獅子原理佳という、外見からは想像できない古くて男っぽい名前が浮かんでいた。
「俺をここに呼んだのって……」
目の前に答えがあるくせに訊ねる俺の肩を幸が払う。気づかないうちに付いていた葉っぱが、音もなく地面に落ちた。
「まともに飯も食われへん、寝つきも悪くて死にそうな顔してるウサマルを、俺はどうすることもできへん」
「でも、でもリカちゃんには仕事が」
「言うたやん。俺は俺のできる事をするだけやって。これ以外に俺ができる事はないやろ?」
苦笑した幸の手元にあるスマホに映るのは、リカちゃんの名前で、リカちゃんのスマホから、リカちゃん自身が送ったメッセージ。俺を心配してくれる幸と、俺を心配し続けるリカちゃんが交わしていた会話だ。
「ごめんは相手がおる時しか言われへん。ウサマルにはその相手がおって、心配もしてくれて、こうやって時間作って待ってもくれてる。これ以上の条件が揃うことってあるん?」
「でも、俺はまたリカちゃんを怒らせるかもしれないし……また間違ったことを言うかもしれない」
「そしたら、また謝ればええだけやろ。俺と違ってウサマルにはそれができるやん」
幸にそれを言われたら、俺は何も言い返せない。
黙って立っているだけの俺から数歩離れ、腕を組んだ赤毛は、やっぱり顔だけは整っていて黙っていればモデルみたいだった。
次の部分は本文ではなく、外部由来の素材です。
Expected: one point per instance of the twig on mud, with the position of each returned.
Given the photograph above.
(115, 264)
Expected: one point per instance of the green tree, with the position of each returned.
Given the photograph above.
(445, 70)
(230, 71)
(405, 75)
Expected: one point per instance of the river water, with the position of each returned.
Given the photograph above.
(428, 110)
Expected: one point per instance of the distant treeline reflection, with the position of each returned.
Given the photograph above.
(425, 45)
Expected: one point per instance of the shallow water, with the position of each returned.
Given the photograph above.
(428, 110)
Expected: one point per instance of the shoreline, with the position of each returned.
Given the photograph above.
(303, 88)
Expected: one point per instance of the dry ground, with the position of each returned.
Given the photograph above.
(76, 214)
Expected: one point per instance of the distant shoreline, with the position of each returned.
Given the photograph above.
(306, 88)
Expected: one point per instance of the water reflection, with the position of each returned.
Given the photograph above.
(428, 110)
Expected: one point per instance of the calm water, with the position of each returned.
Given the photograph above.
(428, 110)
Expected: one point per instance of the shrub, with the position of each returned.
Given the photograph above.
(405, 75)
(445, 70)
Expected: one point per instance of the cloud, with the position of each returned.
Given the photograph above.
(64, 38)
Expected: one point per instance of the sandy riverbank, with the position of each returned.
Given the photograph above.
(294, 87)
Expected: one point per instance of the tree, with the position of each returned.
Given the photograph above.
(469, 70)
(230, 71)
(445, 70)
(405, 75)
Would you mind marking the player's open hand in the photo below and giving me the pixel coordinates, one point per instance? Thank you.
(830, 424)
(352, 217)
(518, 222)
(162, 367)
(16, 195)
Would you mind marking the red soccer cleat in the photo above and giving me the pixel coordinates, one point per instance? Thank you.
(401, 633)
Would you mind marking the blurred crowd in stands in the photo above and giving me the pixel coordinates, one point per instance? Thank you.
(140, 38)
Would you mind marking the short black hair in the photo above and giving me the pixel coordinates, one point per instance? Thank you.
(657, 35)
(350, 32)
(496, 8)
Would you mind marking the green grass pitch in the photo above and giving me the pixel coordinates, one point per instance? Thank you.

「ほら、いつまでもウジウジしとっても何も変わらんで。ウサマルがウジウジしてる隙に、めっちゃ美人なお姉さんに誘惑されてるかもやで?」
平らな自分の胸を寄せて上げた幸が、上半身を屈めて上目遣いをしてくる。いくら見た目が良くても、そんなことをしたら勿体ないのに。それなのに、俺はこんな幸が好きだ。
優しくて明るくて、本当は頭が良くて気も利いて。けれど人には言えない秘密がある幸が好きだ。
その幸にここまでされたら、俺はもう逃げられない。